Hace cuatro décadas, Peter Bürger publicó su Teoría de la vanguardia, un libro de culto, concentrado en las dos tareas más importantes que demandaba entonces el arte: romper la representación y disolver la frontera que lo separaba de la vida. Fracasar en esta doble empresa habría certificado, según Bürger, la derrota de la vanguardia y quizá algo peor: su imposibilidad.
Cuarenta años después, Teoría de la retaguardia es un manifiesto irónico surgido de ese fiasco, aunque no pierde el tiempo ni lamentándolo ni maquillándolo. Sobre todo porque aquí se entiende que nuestra época no está marcada por la distancia entre el arte y la vida, sino por una tensión entre el arte y la supervivencia, que es la continuación de la vida por cualquier medio.
En el malestar que brota de esa supervivencia, Teoría de la retaguardia sospecha de un arte que va dejando sus esquirlas en la política, la iconografía o la literatura, ámbitos desde los que regresa cada vez más maltrecho a su Ítaca de siempre: el museo.

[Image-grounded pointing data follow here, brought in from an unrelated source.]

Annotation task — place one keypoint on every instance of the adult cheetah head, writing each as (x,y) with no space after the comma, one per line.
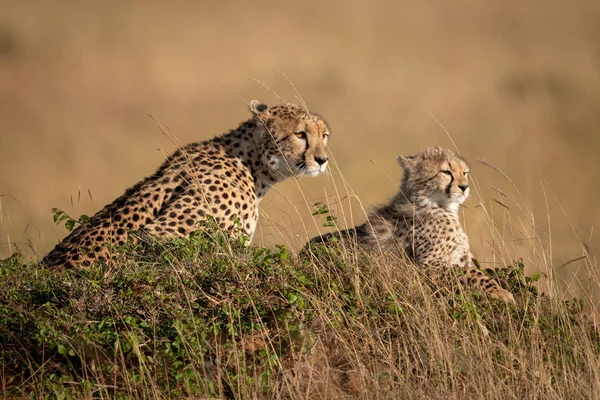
(293,141)
(435,176)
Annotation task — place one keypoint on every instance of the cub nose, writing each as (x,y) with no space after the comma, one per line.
(321,160)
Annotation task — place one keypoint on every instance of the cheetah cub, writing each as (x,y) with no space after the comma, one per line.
(423,219)
(225,178)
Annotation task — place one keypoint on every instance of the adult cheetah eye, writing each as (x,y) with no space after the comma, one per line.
(301,135)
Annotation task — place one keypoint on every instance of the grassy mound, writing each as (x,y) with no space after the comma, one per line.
(205,317)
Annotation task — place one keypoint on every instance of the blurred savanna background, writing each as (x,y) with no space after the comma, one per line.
(86,86)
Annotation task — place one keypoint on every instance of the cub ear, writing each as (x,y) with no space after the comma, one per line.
(258,108)
(405,162)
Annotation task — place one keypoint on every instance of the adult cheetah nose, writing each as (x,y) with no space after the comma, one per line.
(321,160)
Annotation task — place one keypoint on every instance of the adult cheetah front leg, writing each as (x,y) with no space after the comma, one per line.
(185,215)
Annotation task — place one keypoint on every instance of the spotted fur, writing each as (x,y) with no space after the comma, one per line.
(225,177)
(422,219)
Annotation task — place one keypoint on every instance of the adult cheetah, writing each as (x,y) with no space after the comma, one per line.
(422,219)
(225,177)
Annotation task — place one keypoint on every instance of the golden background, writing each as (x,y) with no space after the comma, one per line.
(514,83)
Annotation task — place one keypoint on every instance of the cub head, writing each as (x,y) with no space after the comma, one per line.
(435,176)
(293,141)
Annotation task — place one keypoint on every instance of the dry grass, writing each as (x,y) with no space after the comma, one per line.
(515,84)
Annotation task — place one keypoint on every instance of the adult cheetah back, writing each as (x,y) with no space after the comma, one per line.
(224,178)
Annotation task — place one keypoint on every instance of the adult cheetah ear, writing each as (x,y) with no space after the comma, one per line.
(406,162)
(259,108)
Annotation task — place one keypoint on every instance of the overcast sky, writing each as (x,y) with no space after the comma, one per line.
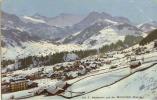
(138,11)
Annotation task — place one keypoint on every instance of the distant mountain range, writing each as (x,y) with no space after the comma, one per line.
(94,30)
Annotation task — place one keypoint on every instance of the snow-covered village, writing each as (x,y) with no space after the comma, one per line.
(94,56)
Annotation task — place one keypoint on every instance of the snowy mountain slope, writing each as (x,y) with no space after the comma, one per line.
(93,17)
(36,49)
(103,32)
(30,19)
(34,26)
(147,27)
(15,37)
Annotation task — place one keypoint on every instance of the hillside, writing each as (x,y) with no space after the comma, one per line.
(151,36)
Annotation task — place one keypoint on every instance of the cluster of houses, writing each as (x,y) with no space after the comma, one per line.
(78,68)
(50,90)
(17,84)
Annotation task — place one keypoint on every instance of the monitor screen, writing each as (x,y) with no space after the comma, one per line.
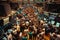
(52,22)
(57,24)
(6,20)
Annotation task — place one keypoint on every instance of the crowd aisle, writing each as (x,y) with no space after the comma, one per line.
(30,26)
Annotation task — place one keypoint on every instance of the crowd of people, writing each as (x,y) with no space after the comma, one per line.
(28,26)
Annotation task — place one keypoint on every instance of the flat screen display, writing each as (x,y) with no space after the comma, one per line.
(6,20)
(52,22)
(57,24)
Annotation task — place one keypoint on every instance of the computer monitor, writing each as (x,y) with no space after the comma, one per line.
(57,24)
(52,22)
(6,20)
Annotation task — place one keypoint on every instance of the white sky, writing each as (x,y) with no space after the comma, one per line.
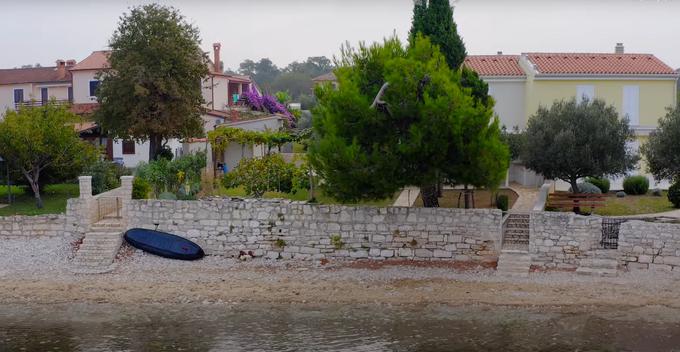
(287,30)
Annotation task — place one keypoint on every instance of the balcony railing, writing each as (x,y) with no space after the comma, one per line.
(32,103)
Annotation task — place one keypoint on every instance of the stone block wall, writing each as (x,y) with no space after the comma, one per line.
(52,225)
(295,230)
(561,240)
(647,245)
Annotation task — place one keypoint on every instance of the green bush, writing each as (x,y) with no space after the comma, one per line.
(105,175)
(587,188)
(674,194)
(179,176)
(636,185)
(600,182)
(140,188)
(502,202)
(260,175)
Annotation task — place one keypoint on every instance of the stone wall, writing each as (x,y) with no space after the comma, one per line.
(295,230)
(561,240)
(52,225)
(647,245)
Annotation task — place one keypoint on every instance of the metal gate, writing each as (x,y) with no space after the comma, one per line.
(610,232)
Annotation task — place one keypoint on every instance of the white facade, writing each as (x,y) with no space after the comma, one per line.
(509,95)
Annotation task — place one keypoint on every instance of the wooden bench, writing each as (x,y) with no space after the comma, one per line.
(564,200)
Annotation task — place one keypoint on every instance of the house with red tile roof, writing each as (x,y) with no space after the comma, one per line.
(35,85)
(639,86)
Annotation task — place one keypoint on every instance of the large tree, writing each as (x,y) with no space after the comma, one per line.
(35,140)
(572,140)
(400,117)
(662,150)
(434,19)
(153,89)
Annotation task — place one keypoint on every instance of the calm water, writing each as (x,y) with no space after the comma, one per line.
(325,328)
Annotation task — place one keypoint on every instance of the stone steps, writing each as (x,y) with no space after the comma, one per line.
(99,248)
(513,263)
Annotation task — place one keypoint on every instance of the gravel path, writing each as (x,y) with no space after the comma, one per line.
(37,271)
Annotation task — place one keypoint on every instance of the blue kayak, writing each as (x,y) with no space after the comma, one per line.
(164,244)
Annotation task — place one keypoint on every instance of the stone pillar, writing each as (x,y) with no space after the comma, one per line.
(85,187)
(126,186)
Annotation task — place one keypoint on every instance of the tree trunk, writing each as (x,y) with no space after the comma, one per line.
(429,195)
(155,145)
(467,196)
(575,190)
(35,186)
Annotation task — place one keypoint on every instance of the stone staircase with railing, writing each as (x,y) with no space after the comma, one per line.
(515,259)
(100,247)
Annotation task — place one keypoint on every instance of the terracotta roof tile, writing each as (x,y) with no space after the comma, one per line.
(96,61)
(325,77)
(33,75)
(598,64)
(495,65)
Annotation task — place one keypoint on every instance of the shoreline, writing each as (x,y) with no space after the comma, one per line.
(36,271)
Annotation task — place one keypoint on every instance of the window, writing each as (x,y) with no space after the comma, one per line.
(18,96)
(128,147)
(631,104)
(93,88)
(585,92)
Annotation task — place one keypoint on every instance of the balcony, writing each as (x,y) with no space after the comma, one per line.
(34,103)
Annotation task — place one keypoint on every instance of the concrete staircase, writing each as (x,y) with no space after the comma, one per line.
(515,260)
(99,247)
(604,265)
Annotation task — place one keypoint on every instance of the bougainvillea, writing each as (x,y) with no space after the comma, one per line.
(267,103)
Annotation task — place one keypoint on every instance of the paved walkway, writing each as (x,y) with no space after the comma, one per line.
(407,197)
(527,197)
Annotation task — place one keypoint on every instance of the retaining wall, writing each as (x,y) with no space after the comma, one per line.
(647,245)
(52,225)
(285,229)
(561,240)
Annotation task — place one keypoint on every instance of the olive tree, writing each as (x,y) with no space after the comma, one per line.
(571,140)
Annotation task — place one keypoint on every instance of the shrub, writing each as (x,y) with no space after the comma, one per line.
(140,188)
(167,196)
(636,185)
(181,175)
(674,194)
(588,188)
(260,175)
(600,182)
(502,202)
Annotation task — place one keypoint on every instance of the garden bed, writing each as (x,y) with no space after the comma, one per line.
(482,198)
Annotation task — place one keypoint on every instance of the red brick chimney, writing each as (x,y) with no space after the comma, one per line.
(216,58)
(61,68)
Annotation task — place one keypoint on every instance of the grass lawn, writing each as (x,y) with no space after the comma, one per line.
(54,200)
(483,198)
(635,205)
(632,205)
(302,196)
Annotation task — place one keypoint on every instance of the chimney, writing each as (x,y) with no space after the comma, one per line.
(619,48)
(216,59)
(61,68)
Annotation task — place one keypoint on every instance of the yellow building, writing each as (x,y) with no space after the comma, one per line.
(639,86)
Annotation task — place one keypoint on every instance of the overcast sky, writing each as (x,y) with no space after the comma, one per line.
(287,30)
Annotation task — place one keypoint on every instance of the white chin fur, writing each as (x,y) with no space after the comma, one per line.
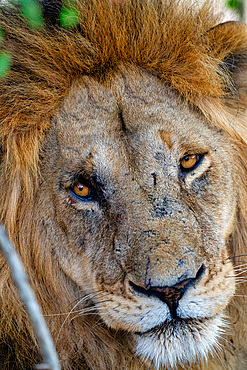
(182,343)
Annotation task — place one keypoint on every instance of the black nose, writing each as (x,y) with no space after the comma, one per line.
(170,295)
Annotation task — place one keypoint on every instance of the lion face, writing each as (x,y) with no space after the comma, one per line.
(138,192)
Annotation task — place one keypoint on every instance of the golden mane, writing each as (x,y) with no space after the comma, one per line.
(169,38)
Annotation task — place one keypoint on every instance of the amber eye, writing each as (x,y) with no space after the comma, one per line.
(81,190)
(190,161)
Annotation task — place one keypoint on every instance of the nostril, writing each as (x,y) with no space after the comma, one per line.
(170,294)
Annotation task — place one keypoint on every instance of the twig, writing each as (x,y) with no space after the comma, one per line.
(48,351)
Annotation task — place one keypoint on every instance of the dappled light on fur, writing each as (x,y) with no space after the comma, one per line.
(118,100)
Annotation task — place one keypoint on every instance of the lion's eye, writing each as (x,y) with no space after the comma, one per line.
(81,190)
(190,161)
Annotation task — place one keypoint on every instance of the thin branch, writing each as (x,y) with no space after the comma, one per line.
(48,351)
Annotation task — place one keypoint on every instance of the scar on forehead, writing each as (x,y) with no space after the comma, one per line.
(166,138)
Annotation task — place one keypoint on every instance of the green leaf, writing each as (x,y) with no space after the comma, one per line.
(234,4)
(69,17)
(5,63)
(31,10)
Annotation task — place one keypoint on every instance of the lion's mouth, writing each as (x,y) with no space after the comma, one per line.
(177,326)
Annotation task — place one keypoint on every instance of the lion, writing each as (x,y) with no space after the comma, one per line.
(123,185)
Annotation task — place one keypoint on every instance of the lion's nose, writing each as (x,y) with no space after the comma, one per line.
(170,294)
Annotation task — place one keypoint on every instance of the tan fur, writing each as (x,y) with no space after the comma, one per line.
(179,82)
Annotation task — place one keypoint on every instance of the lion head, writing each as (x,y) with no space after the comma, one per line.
(123,177)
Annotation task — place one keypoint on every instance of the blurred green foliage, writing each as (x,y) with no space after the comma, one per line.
(237,5)
(32,12)
(68,17)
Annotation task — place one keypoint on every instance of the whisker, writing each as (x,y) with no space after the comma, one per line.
(72,310)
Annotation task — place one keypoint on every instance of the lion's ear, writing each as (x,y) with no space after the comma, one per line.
(228,43)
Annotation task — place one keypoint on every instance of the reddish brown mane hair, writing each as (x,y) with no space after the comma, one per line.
(169,38)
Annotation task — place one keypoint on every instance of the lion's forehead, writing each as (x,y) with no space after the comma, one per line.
(133,105)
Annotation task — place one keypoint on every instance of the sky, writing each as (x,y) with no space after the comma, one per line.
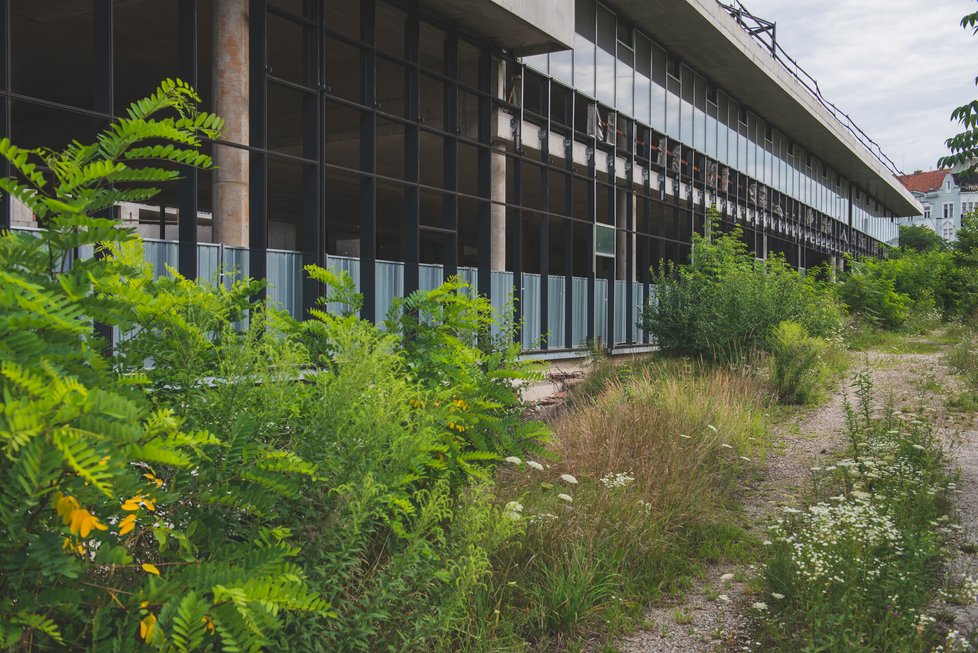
(897,67)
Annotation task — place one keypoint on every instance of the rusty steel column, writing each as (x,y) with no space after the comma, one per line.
(230,77)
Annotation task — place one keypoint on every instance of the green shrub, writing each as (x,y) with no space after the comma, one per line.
(725,303)
(648,471)
(162,495)
(857,568)
(121,522)
(796,365)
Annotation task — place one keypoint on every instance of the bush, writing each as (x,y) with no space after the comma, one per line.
(162,495)
(796,365)
(856,569)
(648,472)
(725,303)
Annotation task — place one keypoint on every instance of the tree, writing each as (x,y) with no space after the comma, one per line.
(964,146)
(920,238)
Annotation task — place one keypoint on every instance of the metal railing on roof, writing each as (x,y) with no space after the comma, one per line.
(765,32)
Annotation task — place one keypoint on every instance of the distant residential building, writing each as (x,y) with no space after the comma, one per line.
(945,196)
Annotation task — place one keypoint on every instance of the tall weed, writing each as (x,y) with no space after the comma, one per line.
(725,303)
(641,495)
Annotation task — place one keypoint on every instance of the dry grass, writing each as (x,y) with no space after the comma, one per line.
(600,557)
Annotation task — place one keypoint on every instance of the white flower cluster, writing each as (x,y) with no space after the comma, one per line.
(616,480)
(826,541)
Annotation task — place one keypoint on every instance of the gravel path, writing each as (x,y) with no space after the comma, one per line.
(711,616)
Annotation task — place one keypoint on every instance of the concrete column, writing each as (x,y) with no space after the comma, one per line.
(230,75)
(498,258)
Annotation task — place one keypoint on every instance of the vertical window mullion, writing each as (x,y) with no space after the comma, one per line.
(484,172)
(187,201)
(313,252)
(412,156)
(450,158)
(545,223)
(258,135)
(368,143)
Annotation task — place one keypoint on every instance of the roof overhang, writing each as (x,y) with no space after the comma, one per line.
(708,39)
(523,27)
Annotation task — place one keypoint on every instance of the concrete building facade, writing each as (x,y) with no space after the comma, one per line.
(555,151)
(945,197)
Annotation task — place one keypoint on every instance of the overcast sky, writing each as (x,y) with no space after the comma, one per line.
(897,67)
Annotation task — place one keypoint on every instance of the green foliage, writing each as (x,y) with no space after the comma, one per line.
(919,238)
(113,530)
(726,303)
(796,365)
(856,569)
(638,501)
(159,497)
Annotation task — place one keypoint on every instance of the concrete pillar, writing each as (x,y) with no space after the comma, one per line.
(498,258)
(230,75)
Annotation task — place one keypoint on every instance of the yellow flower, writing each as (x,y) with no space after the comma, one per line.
(82,522)
(208,624)
(127,524)
(132,504)
(64,507)
(72,546)
(147,627)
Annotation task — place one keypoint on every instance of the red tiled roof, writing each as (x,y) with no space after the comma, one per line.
(922,182)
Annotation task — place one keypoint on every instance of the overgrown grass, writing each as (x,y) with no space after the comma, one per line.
(862,336)
(644,493)
(854,570)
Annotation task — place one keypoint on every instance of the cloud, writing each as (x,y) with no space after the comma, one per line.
(897,67)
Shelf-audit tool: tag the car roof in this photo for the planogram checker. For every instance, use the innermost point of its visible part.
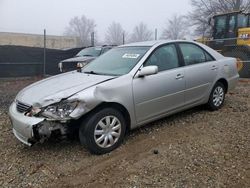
(153, 43)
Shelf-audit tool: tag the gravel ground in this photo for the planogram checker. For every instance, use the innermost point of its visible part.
(195, 148)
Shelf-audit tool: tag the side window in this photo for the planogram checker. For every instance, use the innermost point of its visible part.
(164, 57)
(220, 27)
(105, 50)
(193, 54)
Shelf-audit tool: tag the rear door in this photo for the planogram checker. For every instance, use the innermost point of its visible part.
(200, 72)
(158, 94)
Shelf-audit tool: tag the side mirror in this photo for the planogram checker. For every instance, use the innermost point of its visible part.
(149, 70)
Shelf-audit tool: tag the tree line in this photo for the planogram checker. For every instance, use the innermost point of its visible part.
(176, 27)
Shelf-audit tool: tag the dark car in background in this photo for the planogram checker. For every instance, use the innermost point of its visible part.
(81, 59)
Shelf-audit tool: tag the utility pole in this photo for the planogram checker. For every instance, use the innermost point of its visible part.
(156, 33)
(237, 5)
(44, 52)
(93, 39)
(123, 38)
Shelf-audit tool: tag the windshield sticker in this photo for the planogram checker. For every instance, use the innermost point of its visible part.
(131, 56)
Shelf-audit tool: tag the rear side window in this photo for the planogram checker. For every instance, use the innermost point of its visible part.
(193, 54)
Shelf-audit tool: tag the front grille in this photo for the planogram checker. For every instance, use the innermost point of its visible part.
(21, 107)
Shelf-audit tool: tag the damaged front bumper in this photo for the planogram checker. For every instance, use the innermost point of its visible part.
(30, 130)
(23, 125)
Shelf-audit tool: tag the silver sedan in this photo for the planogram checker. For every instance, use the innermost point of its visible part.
(127, 87)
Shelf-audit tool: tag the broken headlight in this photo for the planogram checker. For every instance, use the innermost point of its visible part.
(60, 111)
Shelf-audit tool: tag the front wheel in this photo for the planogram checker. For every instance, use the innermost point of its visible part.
(103, 131)
(217, 96)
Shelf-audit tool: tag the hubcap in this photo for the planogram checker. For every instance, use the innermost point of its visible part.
(107, 131)
(218, 96)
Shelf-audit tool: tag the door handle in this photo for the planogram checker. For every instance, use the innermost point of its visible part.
(214, 67)
(179, 76)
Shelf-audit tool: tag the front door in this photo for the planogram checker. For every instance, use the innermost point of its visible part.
(200, 72)
(155, 95)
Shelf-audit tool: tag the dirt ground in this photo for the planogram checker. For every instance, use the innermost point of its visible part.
(196, 148)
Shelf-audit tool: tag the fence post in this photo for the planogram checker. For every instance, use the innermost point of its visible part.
(44, 53)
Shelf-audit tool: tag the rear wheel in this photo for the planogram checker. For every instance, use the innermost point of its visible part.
(242, 64)
(217, 96)
(103, 131)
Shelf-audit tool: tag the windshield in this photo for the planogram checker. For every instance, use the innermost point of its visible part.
(118, 61)
(93, 52)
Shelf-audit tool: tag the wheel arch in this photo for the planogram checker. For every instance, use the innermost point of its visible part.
(224, 82)
(119, 107)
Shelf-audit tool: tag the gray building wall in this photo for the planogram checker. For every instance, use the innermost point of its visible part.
(35, 40)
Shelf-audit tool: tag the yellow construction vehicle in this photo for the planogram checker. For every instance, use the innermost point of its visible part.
(231, 37)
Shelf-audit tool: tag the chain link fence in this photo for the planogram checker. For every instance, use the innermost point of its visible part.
(20, 61)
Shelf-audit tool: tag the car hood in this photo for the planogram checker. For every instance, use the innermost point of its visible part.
(56, 88)
(78, 59)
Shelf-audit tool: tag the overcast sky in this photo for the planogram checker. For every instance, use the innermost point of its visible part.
(32, 16)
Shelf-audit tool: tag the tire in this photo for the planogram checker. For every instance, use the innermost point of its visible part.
(217, 97)
(103, 131)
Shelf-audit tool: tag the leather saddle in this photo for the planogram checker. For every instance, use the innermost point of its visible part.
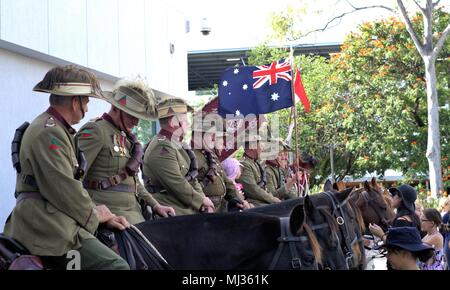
(14, 256)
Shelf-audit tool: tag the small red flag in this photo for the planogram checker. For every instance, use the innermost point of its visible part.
(299, 91)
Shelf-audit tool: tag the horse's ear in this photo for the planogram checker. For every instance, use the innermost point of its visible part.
(367, 186)
(297, 219)
(308, 206)
(328, 186)
(335, 186)
(343, 195)
(373, 182)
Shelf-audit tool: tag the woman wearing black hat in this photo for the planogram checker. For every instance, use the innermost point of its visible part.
(405, 248)
(403, 198)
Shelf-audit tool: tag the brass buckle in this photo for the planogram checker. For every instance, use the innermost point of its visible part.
(114, 180)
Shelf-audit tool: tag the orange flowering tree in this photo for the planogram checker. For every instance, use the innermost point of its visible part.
(381, 74)
(369, 102)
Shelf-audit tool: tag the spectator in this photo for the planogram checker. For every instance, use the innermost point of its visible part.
(403, 200)
(446, 229)
(430, 221)
(405, 248)
(232, 169)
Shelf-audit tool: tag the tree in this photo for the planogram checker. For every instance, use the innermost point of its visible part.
(368, 101)
(428, 48)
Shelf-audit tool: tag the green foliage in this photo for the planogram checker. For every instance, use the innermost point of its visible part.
(369, 101)
(146, 130)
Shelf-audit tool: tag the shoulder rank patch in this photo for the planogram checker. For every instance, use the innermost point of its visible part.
(54, 144)
(123, 101)
(85, 133)
(95, 119)
(50, 122)
(163, 151)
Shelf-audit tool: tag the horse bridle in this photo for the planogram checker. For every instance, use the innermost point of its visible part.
(368, 200)
(338, 213)
(287, 237)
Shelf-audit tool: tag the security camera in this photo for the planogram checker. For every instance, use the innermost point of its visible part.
(205, 29)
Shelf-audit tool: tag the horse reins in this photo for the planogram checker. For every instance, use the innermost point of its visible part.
(338, 213)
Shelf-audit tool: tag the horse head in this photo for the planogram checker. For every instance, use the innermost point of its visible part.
(373, 205)
(350, 224)
(318, 220)
(326, 229)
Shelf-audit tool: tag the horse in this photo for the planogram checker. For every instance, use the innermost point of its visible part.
(320, 221)
(343, 224)
(351, 224)
(237, 241)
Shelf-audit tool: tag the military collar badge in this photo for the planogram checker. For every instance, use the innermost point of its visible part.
(54, 144)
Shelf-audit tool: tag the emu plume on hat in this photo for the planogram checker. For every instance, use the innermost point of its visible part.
(70, 80)
(169, 105)
(135, 97)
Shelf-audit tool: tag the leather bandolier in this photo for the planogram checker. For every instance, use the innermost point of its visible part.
(113, 183)
(263, 182)
(190, 175)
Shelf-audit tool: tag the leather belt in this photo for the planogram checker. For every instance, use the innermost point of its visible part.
(155, 189)
(216, 199)
(30, 194)
(117, 188)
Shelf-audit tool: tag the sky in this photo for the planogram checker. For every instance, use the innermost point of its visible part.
(245, 23)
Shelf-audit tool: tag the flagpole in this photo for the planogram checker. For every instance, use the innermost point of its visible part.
(296, 163)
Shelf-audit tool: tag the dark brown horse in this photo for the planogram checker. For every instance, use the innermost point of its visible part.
(374, 205)
(235, 240)
(333, 229)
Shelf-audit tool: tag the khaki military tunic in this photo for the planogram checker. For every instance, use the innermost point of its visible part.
(166, 165)
(107, 152)
(250, 177)
(221, 187)
(276, 182)
(58, 222)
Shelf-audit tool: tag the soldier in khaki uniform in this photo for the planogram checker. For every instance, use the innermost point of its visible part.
(253, 176)
(170, 169)
(114, 154)
(211, 175)
(54, 214)
(278, 183)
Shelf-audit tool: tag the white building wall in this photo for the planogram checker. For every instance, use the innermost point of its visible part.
(25, 22)
(116, 37)
(113, 37)
(68, 30)
(103, 36)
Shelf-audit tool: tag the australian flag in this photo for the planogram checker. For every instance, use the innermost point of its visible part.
(255, 89)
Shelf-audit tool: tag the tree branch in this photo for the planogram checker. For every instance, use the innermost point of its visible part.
(415, 113)
(410, 28)
(355, 9)
(420, 7)
(440, 42)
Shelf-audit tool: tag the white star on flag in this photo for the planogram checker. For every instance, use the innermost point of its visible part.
(275, 97)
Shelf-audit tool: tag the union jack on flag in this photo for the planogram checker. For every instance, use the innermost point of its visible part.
(271, 73)
(255, 89)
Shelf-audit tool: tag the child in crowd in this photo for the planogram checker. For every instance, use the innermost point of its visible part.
(232, 169)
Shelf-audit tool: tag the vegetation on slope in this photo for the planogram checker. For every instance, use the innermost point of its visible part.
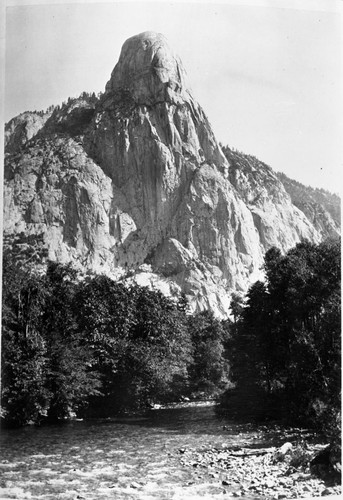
(94, 347)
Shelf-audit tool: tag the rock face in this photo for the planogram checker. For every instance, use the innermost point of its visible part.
(136, 183)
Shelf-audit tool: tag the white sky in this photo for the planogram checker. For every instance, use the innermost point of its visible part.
(268, 78)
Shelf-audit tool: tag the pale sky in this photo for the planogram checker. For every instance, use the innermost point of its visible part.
(268, 78)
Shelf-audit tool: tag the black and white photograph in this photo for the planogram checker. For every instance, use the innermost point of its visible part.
(171, 254)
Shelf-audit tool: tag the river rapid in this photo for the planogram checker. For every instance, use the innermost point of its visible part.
(137, 457)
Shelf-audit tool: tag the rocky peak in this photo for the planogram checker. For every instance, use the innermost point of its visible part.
(149, 71)
(135, 184)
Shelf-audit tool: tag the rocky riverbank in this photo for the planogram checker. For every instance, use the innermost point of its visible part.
(269, 473)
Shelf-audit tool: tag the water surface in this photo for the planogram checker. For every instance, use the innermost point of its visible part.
(137, 457)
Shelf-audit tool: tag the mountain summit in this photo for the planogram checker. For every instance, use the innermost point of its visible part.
(149, 71)
(135, 185)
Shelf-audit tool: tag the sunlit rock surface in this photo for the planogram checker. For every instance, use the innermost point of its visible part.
(135, 185)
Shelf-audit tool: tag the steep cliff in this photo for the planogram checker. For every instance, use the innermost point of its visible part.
(134, 184)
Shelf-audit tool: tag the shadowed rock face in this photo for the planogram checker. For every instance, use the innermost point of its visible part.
(143, 186)
(149, 71)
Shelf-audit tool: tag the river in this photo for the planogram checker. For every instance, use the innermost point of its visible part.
(138, 457)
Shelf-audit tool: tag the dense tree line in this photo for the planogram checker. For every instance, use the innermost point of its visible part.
(286, 339)
(93, 347)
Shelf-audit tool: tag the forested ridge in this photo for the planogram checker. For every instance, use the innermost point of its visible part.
(93, 347)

Desde ese viaje de ida y vuelta, este ensayo mordaz y austero -en el que se tropiezan Duchamp con La Lupe, la revolución con el museo, Paul Virilio con Joan Fontcuberta o Fukuyama con Michael Jackson— se pregunta si el Arte Contemporáneo no se acaba nunca. Porque si fuera mortal, entonces habría que escribirle un final.